Index # of product ID purchased by customer

In [None]:
i = "6117036094"

product_names = list(X.index)
product_ID = product_names.index(i)
product_ID

Correlation for all items with the item purchased by this customer based on items rated by other customers people who bought the same product

In [None]:
correlation_product_ID = correlation_matrix[product_ID]
correlation_product_ID.shape

### Recommending top 10 highly correlated products in sequence

In [None]:
Recommend = list(X.index[correlation_product_ID > 0.90])

# Removes the item already bought by the customer
Recommend.remove(i) 

Recommend[0:9]

**Product Id # **
Here are the top 10 products to be displayed by the recommendation system to the above customer based on the purchase history of other customers in the website. 

## Recommendation System - Part III
* For a business without any user-item purchase history, a search engine based recommendation system can be designed for users.
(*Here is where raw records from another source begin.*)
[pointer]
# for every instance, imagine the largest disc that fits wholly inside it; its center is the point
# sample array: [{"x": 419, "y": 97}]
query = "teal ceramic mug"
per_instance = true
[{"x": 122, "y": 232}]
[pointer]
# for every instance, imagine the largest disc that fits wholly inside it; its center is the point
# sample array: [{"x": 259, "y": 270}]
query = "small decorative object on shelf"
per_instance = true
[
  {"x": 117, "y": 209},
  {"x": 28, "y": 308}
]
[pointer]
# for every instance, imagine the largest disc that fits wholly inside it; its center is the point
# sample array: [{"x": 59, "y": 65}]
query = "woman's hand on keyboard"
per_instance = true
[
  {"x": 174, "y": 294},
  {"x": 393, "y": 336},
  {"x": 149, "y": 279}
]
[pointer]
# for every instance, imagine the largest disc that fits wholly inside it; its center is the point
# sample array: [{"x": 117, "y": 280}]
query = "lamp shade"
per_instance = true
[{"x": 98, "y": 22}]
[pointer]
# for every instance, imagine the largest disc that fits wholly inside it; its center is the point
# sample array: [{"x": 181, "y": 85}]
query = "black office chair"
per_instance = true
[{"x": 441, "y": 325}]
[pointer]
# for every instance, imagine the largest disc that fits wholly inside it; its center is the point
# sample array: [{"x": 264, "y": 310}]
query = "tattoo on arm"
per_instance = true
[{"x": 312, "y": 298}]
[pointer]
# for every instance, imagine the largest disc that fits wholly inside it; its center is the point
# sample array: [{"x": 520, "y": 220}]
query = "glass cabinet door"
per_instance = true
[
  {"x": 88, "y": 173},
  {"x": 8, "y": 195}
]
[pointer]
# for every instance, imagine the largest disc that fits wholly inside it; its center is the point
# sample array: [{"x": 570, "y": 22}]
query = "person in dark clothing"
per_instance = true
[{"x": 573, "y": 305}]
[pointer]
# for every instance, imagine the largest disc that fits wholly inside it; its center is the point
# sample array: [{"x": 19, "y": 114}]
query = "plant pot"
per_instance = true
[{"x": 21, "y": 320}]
The product recommendations can be based on textual clustering analysis given in product description.
* **Dataset : **[Home Depot's dataset with product dataset.](https://www.kaggle.com/c/home-depot-product-search-relevance/data)

In [None]:
# Importing libraries

from sklearn.feature_extraction.text import TfidfVectorizer, CountVectorizer
from sklearn.neighbors import NearestNeighbors
from sklearn.cluster import KMeans
from sklearn.metrics import adjusted_rand_score

### Item to item based recommendation system based on product description

Applicable when business is setting up its E-commerce website for the first time

In [None]:
product_descriptions = pd.read_csv('product_descriptions.csv.zip')
product_descriptions.shape

#### Checking for missing values

In [None]:
# Missing values

product_descriptions = product_descriptions.dropna()
product_descriptions.shape
product_descriptions.head()

In [None]:
product_descriptions1 = product_descriptions.head(500)
# product_descriptions1.iloc[:,1]

product_descriptions1["product_description"].head(10)

#### Feature extraction from product descriptions

Converting the text in product description into numerical data for analysis

In [None]:
vectorizer = TfidfVectorizer(stop_words='english')
X1 = vectorizer.fit_transform(product_descriptions1["product_description"])
X1

#### Visualizing product clusters in subset of data

In [None]:
# Fitting K-Means to the dataset

X=X1

kmeans = KMeans(n_clusters = 10, init = 'k-means++')
y_kmeans = kmeans.fit_predict(X)
plt.plot(y_kmeans, ".")
plt.show()


F

In [None]:
def print_cluster(i):
    print("Cluster %d:" % i),
    for ind in order_centroids[i, :10]:
        print(' %s' % terms[ind]),
    print

## Output
* Recommendation of product based on the current product selected by user.
* To recommend related product based on, Frequently bought together. 

#### Top words in each cluster based on product description

In [None]:
# # Optimal clusters is 

true_k = 10

model = KMeans(n_clusters=true_k, init='k-means++', max_iter=100, n_init=1)
model.fit(X1)

print("Top terms per cluster:")
order_centroids = model.cluster_centers_.argsort()[:, ::-1]
terms = vectorizer.get_feature_names()
for i in range(true_k):
    print_cluster(i)

#### Predicting clusters based on key search words

In [None]:
def show_recommendations(product):
    #print("Cluster ID:")
    Y = vectorizer.transform([product])
    prediction = model.predict(Y)
    #print(prediction)
    print_cluster(prediction[0])

* **Keyword : ** cutting tool

In [None]:
show_recommendations("cutting tool")

* **Keyword : **spray paint

In [None]:
show_recommendations("spray paint")

* **Keyword : **steel drill

In [None]:
show_recommendations("steel drill")

In case a word appears in multiple clusters, the algorithm chooses the cluster with the highest frequency of occurance of the word.

* **Keyword : **water

In [None]:
show_recommendations("water")

Once a cluster is identified based on the user's search words, the recommendation system can display items from the corresponding product clusters based on the product descriptions.

#### Summary: 

This works best if a business is setting up its e-commerce website for the first time and does not have user-item purchase/rating history to start with initally. This recommendation system will help the users get a good recommendation to start with and once the buyers have a purchased history, the recommendation engine can use the model based collaborative filtering technique.